Higher flow harmonics from (3+1)D event-by-event viscous hydrodynamics (1109.6289v2)

Abstract: We present event-by-event viscous hydrodynamic calculations of the anisotropic flow coefficients v_2 to v_5 for heavy-ion collisions at the Relativistic Heavy-Ion Collider (RHIC). We study the dependence of different flow harmonics on shear viscosity and the morphology of the initial state. v_3 and higher flow harmonics exhibit a particularly strong dependence on both the initial granularity and shear viscosity. We argue that a combined analysis of all available flow harmonics will allow to determine eta/s of the quark gluon plasma precisely. Presented results strongly hint at a value (eta/s)_QGP < 2/4pi at RHIC. Furthermore, we demonstrate the effect of shear viscosity on pseudo-rapidity spectra and the mean transverse momentum as a function of rapidity.

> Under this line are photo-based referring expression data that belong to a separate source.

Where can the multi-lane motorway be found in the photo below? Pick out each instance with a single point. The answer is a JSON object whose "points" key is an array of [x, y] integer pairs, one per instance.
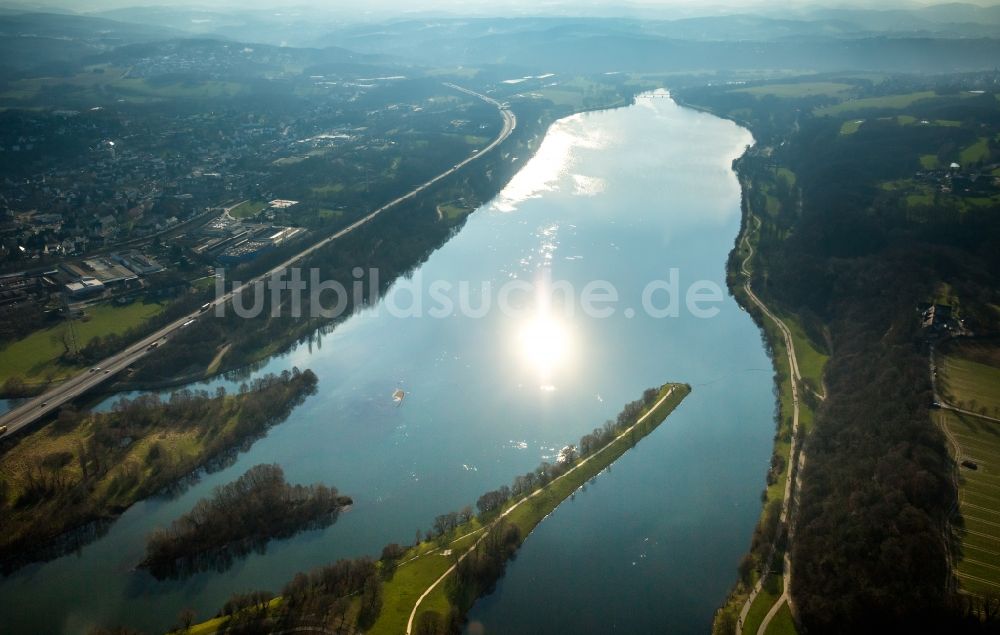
{"points": [[38, 407]]}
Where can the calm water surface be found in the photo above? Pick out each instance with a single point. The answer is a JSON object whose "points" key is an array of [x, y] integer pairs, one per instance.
{"points": [[649, 546]]}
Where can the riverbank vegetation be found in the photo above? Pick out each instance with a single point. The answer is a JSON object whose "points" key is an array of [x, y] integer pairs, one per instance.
{"points": [[853, 260], [84, 469], [477, 545], [394, 244], [240, 517]]}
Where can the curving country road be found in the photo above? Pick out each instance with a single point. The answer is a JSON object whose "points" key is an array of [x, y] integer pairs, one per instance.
{"points": [[38, 407], [790, 483]]}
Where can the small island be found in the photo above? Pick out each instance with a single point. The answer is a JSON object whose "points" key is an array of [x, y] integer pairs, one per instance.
{"points": [[240, 517], [428, 588], [61, 486]]}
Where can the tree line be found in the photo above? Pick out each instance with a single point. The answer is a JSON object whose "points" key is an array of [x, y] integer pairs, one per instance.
{"points": [[239, 517], [114, 459]]}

Anisotropic Flow Coefficients in Heavy-Ion Collisions: A Study Using (3+1)D Event-by-Event Viscous Hydrodynamics

In the paper "Higher flow harmonics from (3+1)D event-by-event viscous hydrodynamics," the authors Schenke, Jeon, and Gale undertake a detailed study of anisotropic flow coefficients, specifically $v_2$ to $v_5$, within heavy-ion collisions at the Relativistic Heavy-Ion Collider (RHIC). Using a (3+1)-dimensional event-by-event viscous hydrodynamic model, they analyze the impact of shear viscosity and initial state morphology on these flow harmonics, with implications for determining the shear viscosity to entropy density ratio, $\eta/s$, of the quark-gluon plasma (QGP).

Hydrodynamic Modeling Framework

The methodology employed relies on second-order relativistic viscous hydrodynamics in the Israel-Stewart framework. The authors present equations of conservation for energy, momentum, and baryon number, extending the description to include dissipative effects. The rigorous numerical implementation uses a coordinate system advantageous for analyzing systems with rapid longitudinal expansion, utilizing hyperbolic conservation equations solved through the Kurganov-Tadmor scheme and Heun's method.

Analysis and Key Findings

The analysis reveals a pronounced sensitivity of higher flow harmonics $v_3$ to $v_5$ to the system's shear viscosity and the granularity of the initial state, determined through the Monte-Carlo Glauber model. The results imply that finer initial state structures lead to a hardening of the spectra and amplify odd flow harmonics generated by fluctuations. Notably, an increase in initial state granularity results in a substantial enhancement of higher $v_n$, whereas the shear viscosity predominantly suppresses these coefficients. The simulations indicate a substantial sensitivity, with $v_5$ reflecting an 80% suppression in viscous simulations compared to ideal ones. These effects compound the ability to constrain the value of $\eta/s$, with suggestions of a possible value lower than $2/4\pi$, given current results.

Further insights are drawn on the influence of shear viscosity across long-range rapidity, impacting pseudo-rapidity spectra and mean transverse momentum deviations, where the longitudinal coupling significantly redistributes momentum. The authors also address the algorithms stabilizing computations under conditions of high flow velocity, contributing to the robustness of the simulation results.

Implications and Future Directions

Practically, this research underscores the utility of probing higher flow harmonics to refine the estimates of transport coefficients of the QGP. The weak dependence of $v_2$ on viscosity compared to higher $v_n$ highlights the latter's potential in offering more granular control and understanding of the heavy-ion collision dynamics. The findings serve as a precursor to systematic extraction of $\eta/s$, integrating robust quantitative analysis of initial state models with sophisticated fluctuation descriptions.

Theoretically, event-by-event hydrodynamic simulations bridge fundamental understanding of initial state influence on flow observables with emergent phenomena in QGP dynamics. Future advancements could explore alternative initial state models like the Color Glass Condensate and incorporate full (3+1)-dimensional fluctuations. Moreover, extending these studies to LHC energies will further corroborate with experimental data and enhance predictive capabilities across different heavy-ion collision environments.

In summary, Schenke, Jeon, and Gale provide insightful contributions, advancing understanding of anisotropic flow in the QGP and highlighting complex interactions between initial state conditions and dissipative properties—a pivotal step in precision modeling of heavy-ion physics.